ETL
Clone or download
thanh-nguyen-dang Merge pull request #47 from uc-cdis/fix/gdcdatamodel
fix(gdcdatamodel): update new version
Latest commit dc4cdb2 Dec 12, 2018

README.md

Gen3 ETL - a process from Postgresql to ES

Build Status

Introduction to ETL

Background

Metadata of data file submitted to commons are stored in Postgresql. Query data from Postgresql with multiple join is painful and inefficient. So, we use ElasticSearch as a place to store materialized dataset. Extract-transform-load (ETL) is a process that creates the materialized data from Postgresql and store them in ElasticSearch.

Extract

There are multiple ways to extract data from an existing SQL database such as:

  • Extract original data from data source to get necessary data and storing in data transformer's memory by SQL query statements, then transform to expected format and finally load output data into new data source as materialized data.
  • Extract SQL data from the original data source by physically (dumping all unnecessary data) to an external data source. Then, process to extract necessary information from that external one with another technology (usually a parallel framework) in the transformation stage.

Transform

In the data transformation stage, a series of rules or functions are applied to the extracted data in order to shape it in an expected format for loading into the end target. In our case, we want to create indexing data so that the front-end can perform query in the most efficient way.

Load

There are two loading stage, one is loading data from traditional database to the place that can be easily processed by the transformer, another one is loading from transformer to the target data source.

Gen3 ETL

Gen3 ETL is designed to translate data from a graph data model stored in Postgresql database to flatten indices in ElasticSearch (ES) which supports the efficient way to query data from the front-end.

Transformer

Interestingly, choosing transformer is the most important thing in ETL, because transformer requires a specific format of input and output data. Specifically to our use-case, Spark becomes one of the most advanced data processing technology, because its distributed architecture allows:

  1. processing data in parallel simply inside the horizontally scalable memory.
  2. iteratively processing data in multiple steps without reloading from data storage (disk).
  3. streaming and integrating incremental data to an existing data source.

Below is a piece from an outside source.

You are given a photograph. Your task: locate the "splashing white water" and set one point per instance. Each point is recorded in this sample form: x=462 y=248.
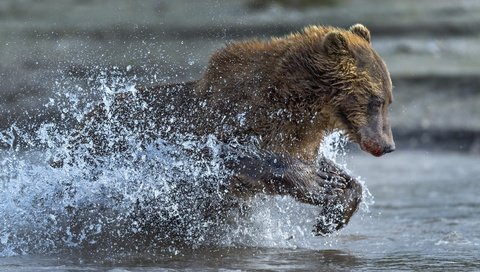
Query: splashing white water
x=150 y=197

Hence, we choose Spark as a data transformer for a fast and scalable data processing.

As discussed previously, there are multiple ways to extract data from database and load to Spark. One is directly generate and execute in parallel multiple SQL queries and load it to Spark's memory, another one is dumping the whole dataset to intermediate data storage like HDFS and then load text data stored in HDFS into Spark in parallel.

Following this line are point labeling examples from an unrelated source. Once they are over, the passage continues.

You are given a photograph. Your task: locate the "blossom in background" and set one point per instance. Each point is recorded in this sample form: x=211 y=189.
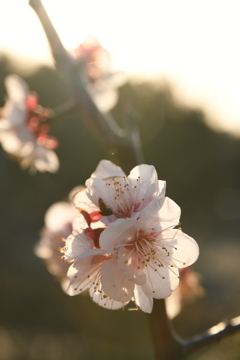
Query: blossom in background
x=188 y=290
x=138 y=254
x=100 y=81
x=58 y=226
x=23 y=128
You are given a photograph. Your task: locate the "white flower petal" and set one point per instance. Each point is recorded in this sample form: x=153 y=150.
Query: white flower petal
x=182 y=248
x=76 y=245
x=114 y=284
x=130 y=266
x=173 y=304
x=161 y=281
x=118 y=232
x=163 y=209
x=82 y=201
x=101 y=299
x=59 y=215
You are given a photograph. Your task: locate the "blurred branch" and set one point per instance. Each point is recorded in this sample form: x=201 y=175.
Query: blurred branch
x=169 y=346
x=125 y=145
x=213 y=335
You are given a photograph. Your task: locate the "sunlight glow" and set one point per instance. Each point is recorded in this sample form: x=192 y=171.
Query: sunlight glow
x=193 y=44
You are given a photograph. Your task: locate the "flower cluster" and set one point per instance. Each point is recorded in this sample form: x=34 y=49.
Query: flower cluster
x=138 y=250
x=100 y=81
x=23 y=128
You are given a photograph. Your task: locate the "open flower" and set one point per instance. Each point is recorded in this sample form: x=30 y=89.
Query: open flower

Learning all the options that one of our collabators OICR tried (posted here ). We decided to go with similar strategy - dump postgres to HDFS and load HDFS to rdd/SPARK. We decided to use SQOOP to dump the postgres database to HDFS. In order to dump postgresql database, SQOOP calls CopyManager.

Finally, we decided to use python instead of scala because cdis dev teams are much more comfortable with python programming. And since all the computation will be done in spark, we won't do any manipulation on the python level, the performance won't be a huge difference.

Mapping file

Every ETL process is defined by a translation from the original dataset to the expected one. Gen3-ETL provides a neutral way with which you can:

  1. aggregate, collect data from mulitple nodes in original dataset to an individual one in the target dataset.
  2. embed some fields in high level node to lower level nodes or extract some particular fields from any specific node.

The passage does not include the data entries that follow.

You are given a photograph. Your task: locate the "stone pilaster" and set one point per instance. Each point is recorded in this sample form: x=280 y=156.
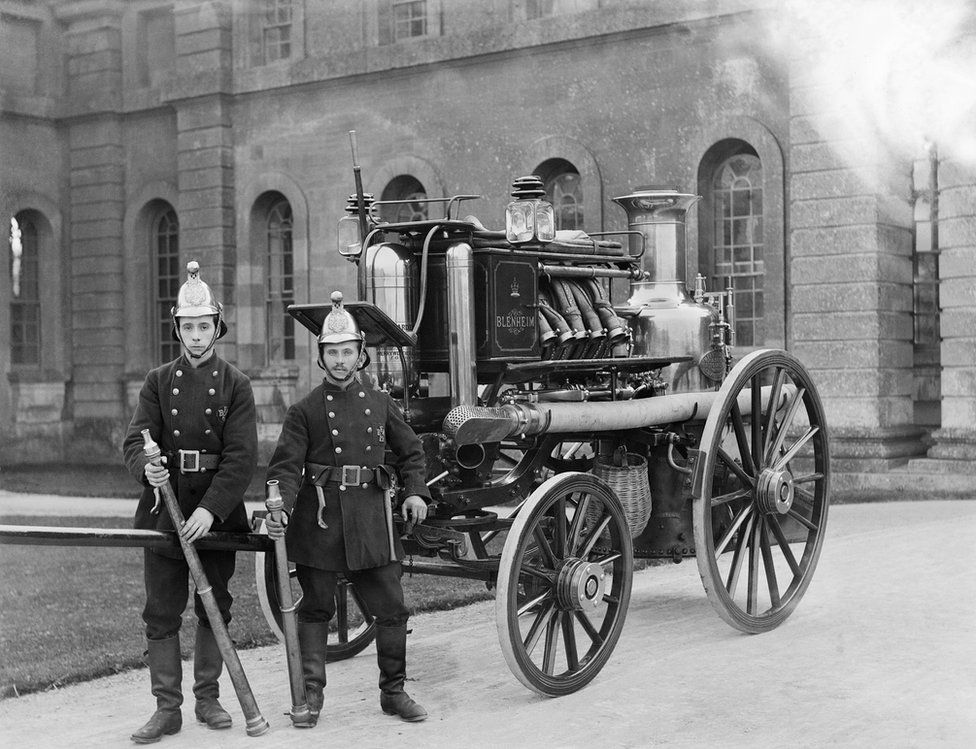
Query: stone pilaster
x=205 y=141
x=850 y=224
x=97 y=205
x=956 y=440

The format of mapping file:

mappings:
  - name: NAME_OF_THE_INDEX_in_ES
    doc_type: DOCTYPE_OF_THE_INDEX_in_ES
    type: {aggregator or collector}
    root: ROOT_NODE_OF_THE_INDEX
    props:
      #  Properties of the root node that are put in the index
      - name: submitter_id
      - name: project_id
    flatten_props:
      # list of properties together with paths to the nodes 
      # have 1-to-1 relationship with the root node
      - path: demographics
        props:
          # properties from node specified by the path
          - name: gender_ES
            # name of field in the ES index
            src: gender
            # name of field in the original database
            value_mappings:
            # mapping rule from value in SQL database 
            # to the value in ES
              - female: F
              - male: M
    aggregated_props:
      # the name, the path to the node and the aggretating func
      # support only count func now
      - name: _summary_lab_results_on_sample_count
        path: samples.summary_lab_results
        fn: count